Introduction

National statistics agencies are mandated to collect microdata [1] from surveys and censuses to inform and measure policy effectiveness. In almost all countries, statistics acts and privacy laws govern these activities. These laws require that agencies protect the identity of respondents, but may also require that agencies disseminate the results and, in appropriate cases, the microdata. Data producers who are not part of national statistics agencies are also often subject to restrictions, through privacy laws or strict codes of conduct and ethics that require a similar commitment to privacy protection. This has to be balanced against the increasing requirement from funders that data produced using donor funds be made publically available.

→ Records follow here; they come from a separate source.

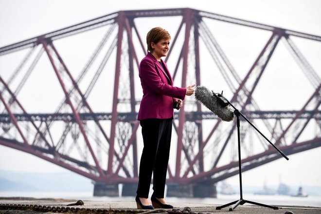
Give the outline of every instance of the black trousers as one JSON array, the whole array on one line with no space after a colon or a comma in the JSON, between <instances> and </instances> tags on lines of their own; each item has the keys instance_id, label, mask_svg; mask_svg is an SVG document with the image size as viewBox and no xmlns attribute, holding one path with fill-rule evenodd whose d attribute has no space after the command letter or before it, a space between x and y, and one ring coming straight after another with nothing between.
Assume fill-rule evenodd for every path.
<instances>
[{"instance_id":1,"label":"black trousers","mask_svg":"<svg viewBox=\"0 0 321 214\"><path fill-rule=\"evenodd\" d=\"M169 158L173 118L141 121L144 143L139 168L137 195L148 198L153 173L153 195L163 198Z\"/></svg>"}]
</instances>

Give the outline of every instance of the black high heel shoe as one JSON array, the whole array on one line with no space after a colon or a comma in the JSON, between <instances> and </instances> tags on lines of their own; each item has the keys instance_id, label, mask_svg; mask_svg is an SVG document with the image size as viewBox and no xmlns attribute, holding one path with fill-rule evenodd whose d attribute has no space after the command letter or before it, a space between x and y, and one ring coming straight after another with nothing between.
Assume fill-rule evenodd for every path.
<instances>
[{"instance_id":1,"label":"black high heel shoe","mask_svg":"<svg viewBox=\"0 0 321 214\"><path fill-rule=\"evenodd\" d=\"M138 195L136 195L135 200L136 201L136 204L137 204L137 209L142 209L143 210L154 210L154 207L152 205L145 206L143 205L141 200L139 199Z\"/></svg>"},{"instance_id":2,"label":"black high heel shoe","mask_svg":"<svg viewBox=\"0 0 321 214\"><path fill-rule=\"evenodd\" d=\"M156 208L162 208L162 209L173 209L174 207L170 204L164 204L160 203L160 201L159 201L156 197L152 195L152 197L150 198L150 200L152 201L152 204L153 206Z\"/></svg>"}]
</instances>

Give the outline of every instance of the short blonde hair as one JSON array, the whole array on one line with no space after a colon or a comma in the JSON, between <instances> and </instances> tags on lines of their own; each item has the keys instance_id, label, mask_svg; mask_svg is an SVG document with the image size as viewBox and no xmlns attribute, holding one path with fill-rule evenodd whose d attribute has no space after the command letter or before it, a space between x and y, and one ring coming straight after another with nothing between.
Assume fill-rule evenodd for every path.
<instances>
[{"instance_id":1,"label":"short blonde hair","mask_svg":"<svg viewBox=\"0 0 321 214\"><path fill-rule=\"evenodd\" d=\"M165 39L170 39L171 35L167 30L162 29L160 27L154 27L152 28L146 37L146 42L147 44L147 52L153 52L153 48L150 44L152 42L157 43L160 40Z\"/></svg>"}]
</instances>

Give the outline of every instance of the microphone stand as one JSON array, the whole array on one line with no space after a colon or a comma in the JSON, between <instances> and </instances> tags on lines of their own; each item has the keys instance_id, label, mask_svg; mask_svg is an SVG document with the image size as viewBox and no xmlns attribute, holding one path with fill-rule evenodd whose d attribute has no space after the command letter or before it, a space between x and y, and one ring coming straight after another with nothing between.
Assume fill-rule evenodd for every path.
<instances>
[{"instance_id":1,"label":"microphone stand","mask_svg":"<svg viewBox=\"0 0 321 214\"><path fill-rule=\"evenodd\" d=\"M230 211L233 211L239 205L243 205L245 203L249 203L252 204L254 204L256 205L261 206L263 207L268 207L268 208L271 208L273 210L278 210L279 208L275 206L268 205L266 204L261 204L260 203L257 203L253 201L250 201L247 200L245 200L243 199L243 193L242 193L242 167L241 166L241 142L240 142L240 116L242 116L242 117L245 119L265 139L266 139L270 144L275 149L276 149L278 152L281 154L285 158L286 160L288 160L289 158L287 157L282 152L281 152L274 144L272 143L264 135L263 135L256 127L254 126L252 123L251 123L250 120L249 120L246 117L242 114L239 110L238 110L225 97L224 97L223 95L221 94L218 94L218 95L215 94L213 93L213 95L216 97L219 102L222 103L221 102L224 102L226 104L222 104L224 106L226 106L226 105L228 103L234 109L234 114L236 116L236 126L237 127L237 142L238 142L238 170L239 170L239 175L240 179L240 199L238 200L236 200L235 201L229 203L228 204L225 204L224 205L216 207L216 210L220 210L222 208L228 207L230 205L234 204L233 207L230 208ZM222 101L223 100L223 101Z\"/></svg>"}]
</instances>

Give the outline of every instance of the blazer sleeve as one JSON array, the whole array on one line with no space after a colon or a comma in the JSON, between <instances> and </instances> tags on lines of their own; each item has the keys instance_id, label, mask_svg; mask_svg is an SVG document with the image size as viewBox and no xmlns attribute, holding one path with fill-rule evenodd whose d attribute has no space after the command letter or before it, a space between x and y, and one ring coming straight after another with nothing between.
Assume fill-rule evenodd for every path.
<instances>
[{"instance_id":1,"label":"blazer sleeve","mask_svg":"<svg viewBox=\"0 0 321 214\"><path fill-rule=\"evenodd\" d=\"M181 99L185 98L186 89L164 83L157 73L153 61L142 60L140 64L139 75L145 84L157 93Z\"/></svg>"}]
</instances>

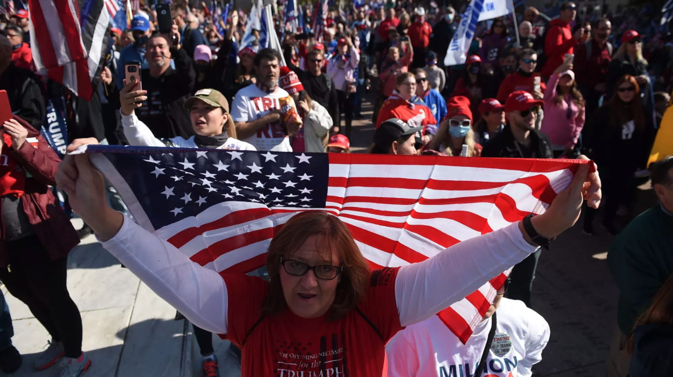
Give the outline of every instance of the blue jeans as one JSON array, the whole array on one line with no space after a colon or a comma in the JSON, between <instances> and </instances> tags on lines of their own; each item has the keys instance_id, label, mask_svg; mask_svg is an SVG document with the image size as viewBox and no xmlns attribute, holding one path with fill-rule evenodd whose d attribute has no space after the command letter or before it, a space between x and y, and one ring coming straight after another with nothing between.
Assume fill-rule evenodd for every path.
<instances>
[{"instance_id":1,"label":"blue jeans","mask_svg":"<svg viewBox=\"0 0 673 377\"><path fill-rule=\"evenodd\" d=\"M9 306L5 300L5 295L0 292L0 351L11 345L11 337L14 336L14 327L11 325Z\"/></svg>"}]
</instances>

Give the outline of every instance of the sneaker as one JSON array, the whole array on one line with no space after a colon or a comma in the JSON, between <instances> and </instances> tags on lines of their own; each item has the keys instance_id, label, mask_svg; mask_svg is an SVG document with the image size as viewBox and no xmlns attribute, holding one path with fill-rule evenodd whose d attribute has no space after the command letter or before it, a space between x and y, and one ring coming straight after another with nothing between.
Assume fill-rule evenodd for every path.
<instances>
[{"instance_id":1,"label":"sneaker","mask_svg":"<svg viewBox=\"0 0 673 377\"><path fill-rule=\"evenodd\" d=\"M217 358L203 359L201 362L201 377L219 377L219 367L217 366Z\"/></svg>"},{"instance_id":2,"label":"sneaker","mask_svg":"<svg viewBox=\"0 0 673 377\"><path fill-rule=\"evenodd\" d=\"M19 350L13 345L9 345L0 352L0 370L5 373L12 373L19 369L23 359Z\"/></svg>"},{"instance_id":3,"label":"sneaker","mask_svg":"<svg viewBox=\"0 0 673 377\"><path fill-rule=\"evenodd\" d=\"M59 377L79 377L89 370L89 367L91 366L91 360L82 352L82 354L77 359L66 358L61 362L60 365L65 368L61 371Z\"/></svg>"},{"instance_id":4,"label":"sneaker","mask_svg":"<svg viewBox=\"0 0 673 377\"><path fill-rule=\"evenodd\" d=\"M79 239L83 239L93 234L94 231L88 225L85 225L81 229L77 230L77 235L79 236Z\"/></svg>"},{"instance_id":5,"label":"sneaker","mask_svg":"<svg viewBox=\"0 0 673 377\"><path fill-rule=\"evenodd\" d=\"M33 364L35 369L38 370L46 369L54 365L56 362L59 361L59 359L65 354L65 351L63 350L63 343L55 342L53 339L52 341L47 341L46 343L48 347L38 357L38 360L35 360L35 363Z\"/></svg>"}]
</instances>

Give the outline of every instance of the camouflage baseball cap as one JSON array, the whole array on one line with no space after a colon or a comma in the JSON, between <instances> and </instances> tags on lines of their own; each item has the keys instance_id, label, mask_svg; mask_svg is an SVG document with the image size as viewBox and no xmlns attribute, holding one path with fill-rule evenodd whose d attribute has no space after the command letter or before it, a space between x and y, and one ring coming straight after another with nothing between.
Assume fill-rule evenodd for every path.
<instances>
[{"instance_id":1,"label":"camouflage baseball cap","mask_svg":"<svg viewBox=\"0 0 673 377\"><path fill-rule=\"evenodd\" d=\"M227 101L227 99L221 93L214 89L202 89L197 91L193 96L184 101L182 107L189 110L194 105L194 101L203 101L211 106L223 108L225 112L229 112L229 102Z\"/></svg>"}]
</instances>

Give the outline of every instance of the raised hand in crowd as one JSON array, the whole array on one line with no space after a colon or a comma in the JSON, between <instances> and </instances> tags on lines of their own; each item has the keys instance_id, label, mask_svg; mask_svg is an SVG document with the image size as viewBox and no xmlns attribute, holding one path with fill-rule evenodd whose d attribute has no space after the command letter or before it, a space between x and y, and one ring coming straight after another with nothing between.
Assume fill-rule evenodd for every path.
<instances>
[{"instance_id":1,"label":"raised hand in crowd","mask_svg":"<svg viewBox=\"0 0 673 377\"><path fill-rule=\"evenodd\" d=\"M135 81L127 83L119 91L119 102L121 103L121 111L123 115L131 115L135 109L143 106L143 101L147 99L147 91L135 90Z\"/></svg>"},{"instance_id":2,"label":"raised hand in crowd","mask_svg":"<svg viewBox=\"0 0 673 377\"><path fill-rule=\"evenodd\" d=\"M11 145L14 150L17 150L24 144L26 138L28 136L28 130L18 122L10 119L3 124L5 133L11 137Z\"/></svg>"}]
</instances>

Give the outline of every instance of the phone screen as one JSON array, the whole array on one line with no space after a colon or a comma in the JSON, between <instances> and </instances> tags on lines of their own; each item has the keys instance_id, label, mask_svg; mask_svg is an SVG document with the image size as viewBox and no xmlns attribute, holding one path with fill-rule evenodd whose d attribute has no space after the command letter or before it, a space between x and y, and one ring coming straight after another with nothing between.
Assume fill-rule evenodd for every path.
<instances>
[{"instance_id":1,"label":"phone screen","mask_svg":"<svg viewBox=\"0 0 673 377\"><path fill-rule=\"evenodd\" d=\"M140 78L140 62L127 62L124 66L124 69L126 72L126 84L128 85L131 81L137 81L138 84L135 85L137 90L142 89L143 86Z\"/></svg>"}]
</instances>

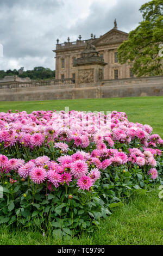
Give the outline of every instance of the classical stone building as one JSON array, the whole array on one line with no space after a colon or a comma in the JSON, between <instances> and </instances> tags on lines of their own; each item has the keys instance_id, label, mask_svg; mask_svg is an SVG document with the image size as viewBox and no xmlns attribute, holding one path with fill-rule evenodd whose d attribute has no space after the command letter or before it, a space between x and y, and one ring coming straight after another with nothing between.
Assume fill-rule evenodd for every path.
<instances>
[{"instance_id":1,"label":"classical stone building","mask_svg":"<svg viewBox=\"0 0 163 256\"><path fill-rule=\"evenodd\" d=\"M59 44L57 39L56 50L55 79L75 78L76 60L81 57L81 53L90 43L95 46L100 57L106 63L104 67L104 79L118 79L132 78L132 67L128 64L123 65L118 63L117 48L123 41L127 40L128 34L117 29L116 20L114 27L103 35L96 38L96 35L91 35L90 39L82 40L80 35L76 41Z\"/></svg>"}]
</instances>

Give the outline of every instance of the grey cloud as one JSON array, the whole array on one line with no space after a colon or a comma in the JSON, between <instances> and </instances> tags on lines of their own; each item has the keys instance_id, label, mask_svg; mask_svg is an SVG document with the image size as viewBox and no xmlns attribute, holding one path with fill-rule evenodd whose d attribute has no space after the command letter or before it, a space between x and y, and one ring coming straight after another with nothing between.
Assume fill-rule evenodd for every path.
<instances>
[{"instance_id":1,"label":"grey cloud","mask_svg":"<svg viewBox=\"0 0 163 256\"><path fill-rule=\"evenodd\" d=\"M0 43L4 46L0 70L12 69L13 63L26 69L37 65L54 69L52 50L58 38L61 43L68 36L76 40L79 34L82 39L90 38L91 33L98 37L112 28L115 18L118 29L129 32L142 19L139 9L147 2L117 0L109 8L101 0L92 1L88 16L74 21L80 10L73 7L73 0L0 0Z\"/></svg>"}]
</instances>

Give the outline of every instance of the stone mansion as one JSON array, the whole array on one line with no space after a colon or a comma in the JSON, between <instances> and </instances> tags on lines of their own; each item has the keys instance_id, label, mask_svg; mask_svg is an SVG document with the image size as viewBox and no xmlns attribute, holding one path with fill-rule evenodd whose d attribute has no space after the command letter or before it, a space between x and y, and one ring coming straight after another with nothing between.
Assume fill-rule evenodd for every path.
<instances>
[{"instance_id":1,"label":"stone mansion","mask_svg":"<svg viewBox=\"0 0 163 256\"><path fill-rule=\"evenodd\" d=\"M104 80L127 78L134 77L132 67L128 63L121 64L117 58L117 48L123 41L127 40L128 34L117 29L116 20L114 27L108 32L98 38L93 34L90 39L83 40L80 35L74 42L67 41L59 44L57 39L55 53L55 79L73 78L76 76L76 59L80 58L87 43L95 46L100 57L106 63L104 67Z\"/></svg>"}]
</instances>

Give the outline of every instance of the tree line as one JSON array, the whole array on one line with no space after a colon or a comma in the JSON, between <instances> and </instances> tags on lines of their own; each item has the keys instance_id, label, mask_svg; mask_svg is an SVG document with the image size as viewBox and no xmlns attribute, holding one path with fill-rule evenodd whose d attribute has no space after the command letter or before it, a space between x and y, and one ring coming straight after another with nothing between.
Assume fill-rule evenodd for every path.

This tension between complying with confidentiality requirements while at the same time requiring that microdata be released means that a demand exists for practical solutions for applying Statistical Disclosure Control (SDC), also known as microdata anonymization. The provision of adequate solutions and technical support has the potential to “unlock” a large number of datasets.

The International Household Survey Network (IHSN) and the World Bank have contributed to successful programs that have generated tools, resources and guidelines for the curation, preservation and dissemination of microdata and resulted in the documentation of thousands of surveys by countries and agencies across the world. While these programs have ensured substantial improvements in the preservation of data and dissemination of good quality metadata, many agencies are still reluctant to allow access to the microdata. The reasons are technical, legal, ethical and political, and sometimes involve a fear of being criticized for not providing perfect data. When combined with the tools and guidelines already developed by the IHSN/World Bank for the curation, preservation and dissemination of microdata, tools and guidelines for the anonymization of microdata should further reduce or remove some of these obstacles.

Working with the IHSN, PARIS21 (OECD), Statistics Austria and the Vienna University of Technology, the World Bank has contributed to the development of an open source software package for SDC, called sdcMicro. The package was developed for use with the open source R statistical software, available from the Comprehensive R Archive Network (CRAN) at http://cran.us.r-project.org. The package includes numerous methods for the assessment and reduction of disclosure risk in microdata.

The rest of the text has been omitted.